Todos nós já dissemos, em algum momento, “eu sabia há meses”, a propósito de uma separação, uma demissão, um diagnóstico ou uma mudança. O conhecimento já estava lá. O que faltava era a coragem para o trazer à luz do dia. A esperança realista é o que permite que esse conhecimento e essa coragem finalmente se encontrem. Quando isso acontece, as histórias que contaste a ti próprio começam a alinhar-se com a vida que estás realmente a viver.

Também há uma componente importante de descanso aqui. Quando estás exausto, o cérebro procura atalhos emocionais e tende a preferir ilusões que aliviem a pressão. Dormir melhor, reduzir o ruído e fazer pausas reais não são luxos: ajudam a distinguir entre fé útil e negação automática.

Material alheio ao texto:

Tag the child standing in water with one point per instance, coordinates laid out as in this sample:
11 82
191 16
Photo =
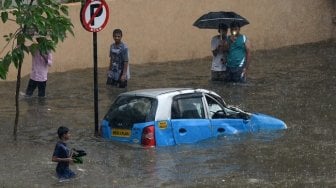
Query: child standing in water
62 155
118 73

Um espírito descansado vê com mais clareza; um espírito esgotado agarra-se mais facilmente ao que parece confortável.

Pontos-chave sobre o otimismo e a negação

Ponto-chave Detalhe Interesse para o leitor
Identificar a falsa positividade Comparar o que dizes com o que realmente fazes Perceber onde o optimismo está a esconder falta de acção
Fazer a auditoria à esperança Confrontar as frases “vai correr bem” com as provas dos últimos 6 meses Ver com clareza onde a mudança está bloqueada
Instalar uma esperança realista Definir microações, pedir apoio e aceitar os factos Construir uma vida mais alinhada sem perder o impulso interior

Perguntas frequentes

Como sei se estou a ser esperançoso ou apenas a evitar a realidade?
Observa o teu comportamento ao longo do tempo. Se a tua “esperança” não se traduziu em nenhum passo concreto durante meses, é provável que estejas em evitamento e não num optimismo assente na realidade.

Não é focar os problemas o mesmo que ser negativo?
Não, se juntares acção a essa clareza. Nomear um problema de forma directa é, muitas vezes, o primeiro gesto esperançoso, porque abre espaço para soluções reais.

E se encarar a realidade me fizer sentir sobrecarregado?
Reduz a dimensão da tarefa. Enfrenta uma parte de cada vez: uma conta, uma consulta médica, uma conversa. Não tens de resolver tudo de uma vez.

Posso ser optimista e, ao mesmo tempo, admitir que estou a passar dificuldades?
Sim. Isso é optimismo saudável: “Isto está a ser difícil, hoje não estou bem e, mesmo assim, acredito que há caminhos à minha frente.” As duas ideias podem caber na mesma frase.

Como reconstruo a esperança depois de a negação me ter feito perder tempo?
Começa pela autocompaixão e depois procura a área mais pequena em que ainda tens influência. Actua aí. Pequenas vitórias reconstroem a confiança em ti mais depressa do que grandes declarações.